Mas trata-se de uma vociferação com o intuito de ocultar o papel que suas próprias convicções políticas desempenham na sua escolha do estilo interpretativo, e os grandes debates jurídicos quanto à cláusula da igualdade de direitos teriam sido mais esclarecedores se fosse mais amplamente reconhecido que valer-se de uma teoria política não é uma corrupção da interpretação, mas parte do que significa interpretação.[56]
Mas qual o papel da política no desenvolvimento de uma determinada interpretação? Segundo Stanley Fish,[57]no caso da literatura, as disputas são mais políticas que lógicas. Trata-se de uma busca por parte dos professores por domínio. Mas trata-se também de um olhar externo sob a questão, pois refere-se as causas de ascensão de uma ou de outra abordagem.
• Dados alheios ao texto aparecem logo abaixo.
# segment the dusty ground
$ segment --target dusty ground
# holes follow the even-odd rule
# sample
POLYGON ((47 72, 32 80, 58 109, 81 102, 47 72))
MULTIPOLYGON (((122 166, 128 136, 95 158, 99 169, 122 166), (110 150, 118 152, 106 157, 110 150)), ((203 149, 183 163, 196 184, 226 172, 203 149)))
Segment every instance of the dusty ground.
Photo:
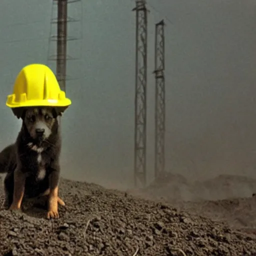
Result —
POLYGON ((206 202, 204 208, 202 202, 175 203, 190 215, 93 184, 62 180, 60 188, 66 206, 58 220, 45 220, 29 206, 26 213, 0 210, 0 255, 256 255, 253 198, 222 201, 221 207, 206 202), (219 211, 226 220, 228 212, 239 209, 238 216, 246 220, 232 228, 196 215, 214 218, 219 211))

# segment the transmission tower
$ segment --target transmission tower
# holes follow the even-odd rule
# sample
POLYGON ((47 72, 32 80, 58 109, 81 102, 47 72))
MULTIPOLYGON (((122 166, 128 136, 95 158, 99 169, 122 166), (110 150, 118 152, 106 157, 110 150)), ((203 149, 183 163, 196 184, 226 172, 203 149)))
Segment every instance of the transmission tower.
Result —
POLYGON ((66 61, 76 59, 67 54, 68 42, 78 39, 68 35, 68 23, 79 21, 68 16, 68 6, 80 2, 81 0, 53 0, 48 60, 56 62, 56 76, 61 90, 64 92, 67 78, 66 61), (51 54, 52 42, 54 43, 54 53, 51 54))
POLYGON ((156 24, 154 71, 156 78, 154 176, 164 170, 166 101, 164 81, 164 22, 156 24))
POLYGON ((145 0, 136 0, 136 62, 135 80, 135 130, 134 179, 146 184, 146 84, 148 10, 145 0))

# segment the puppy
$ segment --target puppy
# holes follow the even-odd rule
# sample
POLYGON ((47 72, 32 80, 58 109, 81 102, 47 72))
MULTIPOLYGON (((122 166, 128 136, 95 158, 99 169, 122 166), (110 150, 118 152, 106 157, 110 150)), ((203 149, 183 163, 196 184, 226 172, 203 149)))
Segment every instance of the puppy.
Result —
POLYGON ((23 109, 22 126, 16 142, 0 152, 0 173, 4 180, 4 205, 20 209, 24 197, 48 195, 47 218, 58 218, 61 138, 56 110, 50 107, 23 109))

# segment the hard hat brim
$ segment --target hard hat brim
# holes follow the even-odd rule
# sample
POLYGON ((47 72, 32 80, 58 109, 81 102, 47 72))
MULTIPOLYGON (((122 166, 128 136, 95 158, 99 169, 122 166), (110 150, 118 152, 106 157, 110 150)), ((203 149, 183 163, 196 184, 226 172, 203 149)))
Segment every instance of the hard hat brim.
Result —
POLYGON ((6 106, 11 108, 28 108, 30 106, 52 106, 52 107, 68 107, 71 104, 71 100, 68 98, 62 100, 26 100, 26 102, 17 102, 12 103, 6 102, 6 106))

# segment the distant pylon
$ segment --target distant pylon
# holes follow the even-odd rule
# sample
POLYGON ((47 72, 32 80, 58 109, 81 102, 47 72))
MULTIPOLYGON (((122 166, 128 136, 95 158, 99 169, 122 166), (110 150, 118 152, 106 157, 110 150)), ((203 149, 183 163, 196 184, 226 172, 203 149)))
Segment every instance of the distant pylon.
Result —
POLYGON ((146 182, 146 84, 148 10, 144 0, 136 0, 136 62, 135 80, 134 185, 146 182))
POLYGON ((68 78, 66 61, 76 59, 68 54, 68 41, 80 39, 70 36, 70 32, 74 28, 68 28, 68 24, 80 21, 79 18, 74 18, 68 16, 68 6, 71 5, 70 4, 76 2, 80 2, 82 6, 81 0, 53 0, 52 2, 48 61, 56 62, 56 76, 61 89, 64 91, 66 91, 68 78))
POLYGON ((156 24, 154 71, 156 78, 154 176, 164 170, 166 99, 164 81, 164 22, 156 24))

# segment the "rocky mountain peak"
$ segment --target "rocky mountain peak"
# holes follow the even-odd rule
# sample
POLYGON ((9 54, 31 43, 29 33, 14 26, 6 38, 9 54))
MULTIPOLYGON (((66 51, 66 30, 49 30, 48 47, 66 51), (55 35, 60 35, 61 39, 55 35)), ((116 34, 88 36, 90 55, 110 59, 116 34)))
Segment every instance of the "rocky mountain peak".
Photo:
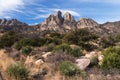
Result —
POLYGON ((73 21, 74 21, 74 17, 73 17, 69 12, 66 12, 66 13, 64 14, 64 21, 73 22, 73 21))

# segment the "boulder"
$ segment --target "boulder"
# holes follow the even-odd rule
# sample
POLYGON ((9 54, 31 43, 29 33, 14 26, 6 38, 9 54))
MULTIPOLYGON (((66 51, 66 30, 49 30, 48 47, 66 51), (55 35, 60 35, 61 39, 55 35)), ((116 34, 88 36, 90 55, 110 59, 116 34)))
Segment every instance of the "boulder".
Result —
POLYGON ((90 59, 76 59, 76 65, 81 69, 86 69, 90 64, 90 59))

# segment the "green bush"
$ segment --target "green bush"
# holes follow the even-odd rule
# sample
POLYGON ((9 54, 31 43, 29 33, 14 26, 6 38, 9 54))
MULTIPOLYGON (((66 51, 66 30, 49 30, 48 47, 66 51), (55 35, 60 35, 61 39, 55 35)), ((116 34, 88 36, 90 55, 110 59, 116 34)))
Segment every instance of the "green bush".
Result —
POLYGON ((103 48, 115 46, 116 42, 117 42, 117 39, 115 40, 115 38, 113 36, 108 36, 106 38, 101 39, 101 45, 103 48))
POLYGON ((29 55, 31 52, 32 52, 32 47, 30 46, 25 46, 25 47, 22 47, 22 53, 25 54, 25 55, 29 55))
POLYGON ((93 49, 93 46, 89 44, 89 41, 96 40, 98 37, 98 35, 89 32, 88 29, 79 29, 66 34, 63 38, 63 42, 76 44, 81 46, 83 49, 91 50, 93 49))
POLYGON ((70 51, 70 54, 74 57, 80 57, 82 55, 81 47, 75 47, 70 51))
POLYGON ((67 53, 70 53, 71 51, 71 47, 68 45, 68 44, 61 44, 61 45, 58 45, 56 48, 55 48, 55 51, 63 51, 63 52, 67 52, 67 53))
POLYGON ((34 41, 32 39, 29 38, 21 39, 19 42, 17 42, 16 49, 20 50, 24 46, 32 46, 33 43, 34 41))
POLYGON ((97 65, 98 65, 98 57, 97 57, 97 56, 94 56, 94 57, 92 57, 92 59, 90 60, 90 67, 97 66, 97 65))
POLYGON ((103 69, 120 69, 120 46, 109 47, 103 52, 103 69))
POLYGON ((29 71, 27 70, 27 68, 18 63, 9 66, 7 69, 7 73, 15 80, 27 80, 29 75, 29 71))
POLYGON ((54 44, 49 44, 47 47, 47 51, 53 51, 55 49, 55 45, 54 44))
POLYGON ((59 65, 59 69, 65 76, 75 76, 80 74, 80 70, 69 61, 63 61, 59 65))
POLYGON ((18 39, 19 35, 13 31, 9 31, 5 33, 2 37, 0 37, 0 48, 11 47, 18 39))

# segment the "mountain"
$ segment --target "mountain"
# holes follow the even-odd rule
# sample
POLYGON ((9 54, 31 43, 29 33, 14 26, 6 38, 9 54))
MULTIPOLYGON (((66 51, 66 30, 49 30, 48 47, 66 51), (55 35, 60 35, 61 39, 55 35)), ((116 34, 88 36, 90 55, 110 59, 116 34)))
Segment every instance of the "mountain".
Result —
POLYGON ((74 19, 69 12, 66 12, 63 16, 61 11, 58 11, 55 15, 51 14, 44 22, 38 25, 30 26, 26 23, 20 22, 16 19, 0 19, 0 32, 7 30, 13 30, 16 32, 60 32, 65 33, 71 30, 87 28, 91 32, 95 32, 102 36, 116 35, 120 33, 120 21, 106 22, 99 24, 90 18, 80 18, 78 21, 74 19))
POLYGON ((13 30, 15 32, 31 31, 28 24, 18 21, 17 19, 0 19, 0 32, 13 30))

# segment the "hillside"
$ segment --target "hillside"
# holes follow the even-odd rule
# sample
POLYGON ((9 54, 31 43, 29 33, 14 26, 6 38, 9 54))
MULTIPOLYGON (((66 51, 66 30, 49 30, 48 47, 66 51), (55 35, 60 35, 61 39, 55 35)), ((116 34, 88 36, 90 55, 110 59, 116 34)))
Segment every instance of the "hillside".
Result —
POLYGON ((119 31, 60 11, 38 25, 0 19, 0 79, 120 80, 119 31))

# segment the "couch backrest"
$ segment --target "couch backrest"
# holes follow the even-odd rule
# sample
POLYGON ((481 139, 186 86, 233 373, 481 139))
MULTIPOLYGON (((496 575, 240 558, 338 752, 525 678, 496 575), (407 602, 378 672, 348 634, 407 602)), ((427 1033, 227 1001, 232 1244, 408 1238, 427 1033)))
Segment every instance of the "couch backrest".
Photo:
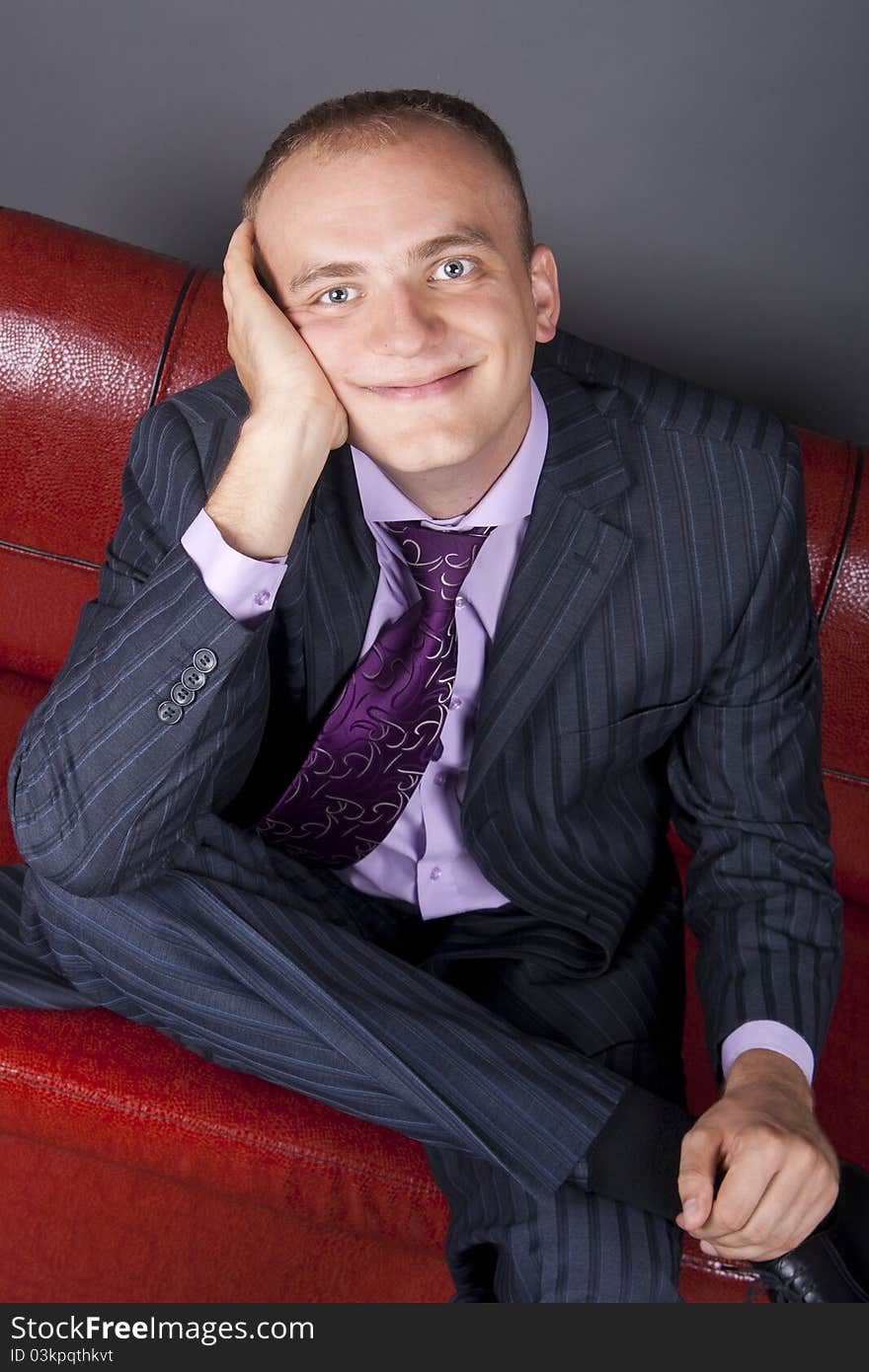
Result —
MULTIPOLYGON (((141 412, 229 365, 217 272, 0 209, 0 670, 51 681, 119 509, 141 412), (49 612, 48 612, 49 611, 49 612)), ((869 904, 869 479, 798 428, 843 895, 869 904)))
Por isso mesmo, a proposta dworkiana passa por um olhar interno, ou seja, ao invés de se discutir a política da interpretação, um debate sobre a política na interpretação. Em outros termos, significa indagar os limites para o uso de princípios de moralidade política a favor de uma interpretação particular de uma obra. Para o autor,
Há muitas possibilidades, [...]. Disseram que nosso compromisso com o feminismo, nossa fidelidade à nação ou nossa insatisfação com a ascensão da nova direita devem influenciar nossa avaliação e apreciação da literatura. [...] mas se nossas convicções a respeito dessas questões políticas especificas contam na decisão de até que ponto um romance, uma peça ou um poema são bons, então devem contar também na decisão de qual interpretação é a melhor, entre várias interpretações particulares dessas obras. Ou assim deve ser se meu argumento for fundamentado.[58]
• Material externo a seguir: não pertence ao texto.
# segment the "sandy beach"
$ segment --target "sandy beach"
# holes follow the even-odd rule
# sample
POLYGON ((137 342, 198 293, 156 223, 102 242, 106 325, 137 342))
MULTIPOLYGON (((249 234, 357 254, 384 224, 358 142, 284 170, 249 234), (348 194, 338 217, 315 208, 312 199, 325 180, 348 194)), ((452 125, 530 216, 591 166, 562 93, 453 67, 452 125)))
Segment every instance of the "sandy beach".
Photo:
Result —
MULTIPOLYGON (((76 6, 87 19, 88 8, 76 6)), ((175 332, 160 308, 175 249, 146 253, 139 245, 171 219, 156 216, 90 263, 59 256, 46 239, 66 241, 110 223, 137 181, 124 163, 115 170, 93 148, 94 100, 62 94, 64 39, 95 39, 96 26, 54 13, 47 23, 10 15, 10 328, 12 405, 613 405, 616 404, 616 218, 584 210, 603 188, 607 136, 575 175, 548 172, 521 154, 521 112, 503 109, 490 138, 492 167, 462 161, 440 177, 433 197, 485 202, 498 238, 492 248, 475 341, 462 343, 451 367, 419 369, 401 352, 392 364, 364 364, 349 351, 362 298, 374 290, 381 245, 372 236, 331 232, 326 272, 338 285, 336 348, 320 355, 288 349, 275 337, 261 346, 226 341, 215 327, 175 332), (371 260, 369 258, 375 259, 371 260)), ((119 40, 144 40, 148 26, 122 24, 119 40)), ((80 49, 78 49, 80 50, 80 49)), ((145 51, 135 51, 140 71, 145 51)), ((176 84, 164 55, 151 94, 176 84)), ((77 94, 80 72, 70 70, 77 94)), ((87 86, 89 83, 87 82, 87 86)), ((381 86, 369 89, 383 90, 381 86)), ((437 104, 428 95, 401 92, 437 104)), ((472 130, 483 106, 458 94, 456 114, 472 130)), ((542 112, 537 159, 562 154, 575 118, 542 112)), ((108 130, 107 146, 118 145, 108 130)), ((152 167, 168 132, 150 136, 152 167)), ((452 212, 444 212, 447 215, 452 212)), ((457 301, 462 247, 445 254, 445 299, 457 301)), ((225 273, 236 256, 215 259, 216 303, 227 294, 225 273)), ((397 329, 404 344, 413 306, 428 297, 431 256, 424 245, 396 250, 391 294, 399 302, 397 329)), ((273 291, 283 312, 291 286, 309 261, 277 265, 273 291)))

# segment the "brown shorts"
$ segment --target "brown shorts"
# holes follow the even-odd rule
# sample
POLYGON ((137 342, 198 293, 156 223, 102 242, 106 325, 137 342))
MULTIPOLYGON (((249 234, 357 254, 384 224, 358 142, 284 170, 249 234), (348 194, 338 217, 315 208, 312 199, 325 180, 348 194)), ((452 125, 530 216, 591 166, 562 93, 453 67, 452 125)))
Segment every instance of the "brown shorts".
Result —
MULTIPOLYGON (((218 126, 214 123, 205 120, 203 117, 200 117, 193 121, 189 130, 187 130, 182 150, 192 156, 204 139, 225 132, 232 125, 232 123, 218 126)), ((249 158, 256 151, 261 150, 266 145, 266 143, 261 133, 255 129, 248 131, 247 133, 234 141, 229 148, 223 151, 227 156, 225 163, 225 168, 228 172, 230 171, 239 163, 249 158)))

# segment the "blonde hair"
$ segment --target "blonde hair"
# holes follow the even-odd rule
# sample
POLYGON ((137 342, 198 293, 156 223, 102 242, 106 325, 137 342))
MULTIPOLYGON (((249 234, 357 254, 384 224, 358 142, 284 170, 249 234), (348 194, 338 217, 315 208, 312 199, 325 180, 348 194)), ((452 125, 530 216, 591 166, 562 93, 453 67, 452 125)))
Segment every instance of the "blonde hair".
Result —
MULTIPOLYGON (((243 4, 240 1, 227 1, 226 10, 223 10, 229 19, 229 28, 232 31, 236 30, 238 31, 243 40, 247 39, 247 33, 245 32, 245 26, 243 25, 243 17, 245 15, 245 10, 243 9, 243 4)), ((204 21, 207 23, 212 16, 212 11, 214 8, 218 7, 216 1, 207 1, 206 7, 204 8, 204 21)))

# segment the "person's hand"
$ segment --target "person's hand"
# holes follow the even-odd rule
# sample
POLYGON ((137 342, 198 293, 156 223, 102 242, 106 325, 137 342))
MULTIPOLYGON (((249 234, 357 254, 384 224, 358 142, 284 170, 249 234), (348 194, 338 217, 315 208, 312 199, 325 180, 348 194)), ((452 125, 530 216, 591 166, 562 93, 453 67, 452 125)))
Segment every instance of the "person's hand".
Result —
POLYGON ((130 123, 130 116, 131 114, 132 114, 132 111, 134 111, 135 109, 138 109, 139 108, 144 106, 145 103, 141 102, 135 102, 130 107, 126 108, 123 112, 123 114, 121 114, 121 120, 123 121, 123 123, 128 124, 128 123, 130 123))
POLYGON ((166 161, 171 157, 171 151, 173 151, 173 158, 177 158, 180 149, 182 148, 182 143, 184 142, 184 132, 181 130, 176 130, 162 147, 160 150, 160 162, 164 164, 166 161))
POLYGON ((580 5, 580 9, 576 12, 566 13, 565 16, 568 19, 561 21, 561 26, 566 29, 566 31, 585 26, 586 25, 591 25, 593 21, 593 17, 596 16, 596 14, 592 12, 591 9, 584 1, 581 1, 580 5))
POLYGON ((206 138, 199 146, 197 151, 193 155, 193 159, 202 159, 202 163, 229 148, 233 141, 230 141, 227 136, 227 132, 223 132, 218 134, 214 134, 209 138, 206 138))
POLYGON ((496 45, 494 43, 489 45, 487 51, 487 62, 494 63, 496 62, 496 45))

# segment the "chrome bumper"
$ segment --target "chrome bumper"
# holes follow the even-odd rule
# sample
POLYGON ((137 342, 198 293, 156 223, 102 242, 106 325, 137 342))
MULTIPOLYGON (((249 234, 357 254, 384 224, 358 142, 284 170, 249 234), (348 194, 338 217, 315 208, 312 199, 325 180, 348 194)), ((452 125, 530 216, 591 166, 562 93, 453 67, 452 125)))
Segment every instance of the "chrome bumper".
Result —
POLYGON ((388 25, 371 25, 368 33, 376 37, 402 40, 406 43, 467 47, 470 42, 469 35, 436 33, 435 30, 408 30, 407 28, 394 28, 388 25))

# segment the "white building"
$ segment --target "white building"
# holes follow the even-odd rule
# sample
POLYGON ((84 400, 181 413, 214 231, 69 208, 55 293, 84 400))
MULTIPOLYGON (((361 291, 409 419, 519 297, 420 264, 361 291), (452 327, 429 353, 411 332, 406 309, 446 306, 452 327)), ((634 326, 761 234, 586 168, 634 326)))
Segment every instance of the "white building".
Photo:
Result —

Há, então, uma ligação entre teoria estética e política. Assim como uma teoria estética irá demandar uma teoria de identidade pessoal adequada para marcar os limites entre pessoas e circunstâncias, ou entre pessoas ou negar tais fronteira, uma teoria abrangente de justiça social também encontrará suas raízes sob as mesmas questões ou em outras similares.[59]Deste modo, Dworkin conclui seu pensamento no sentido de questionar se uma solução não seria indagar sobre a existência de bases filosóficas compartilhadas por teorias estéticas, teorias políticas e teorias jurídicas.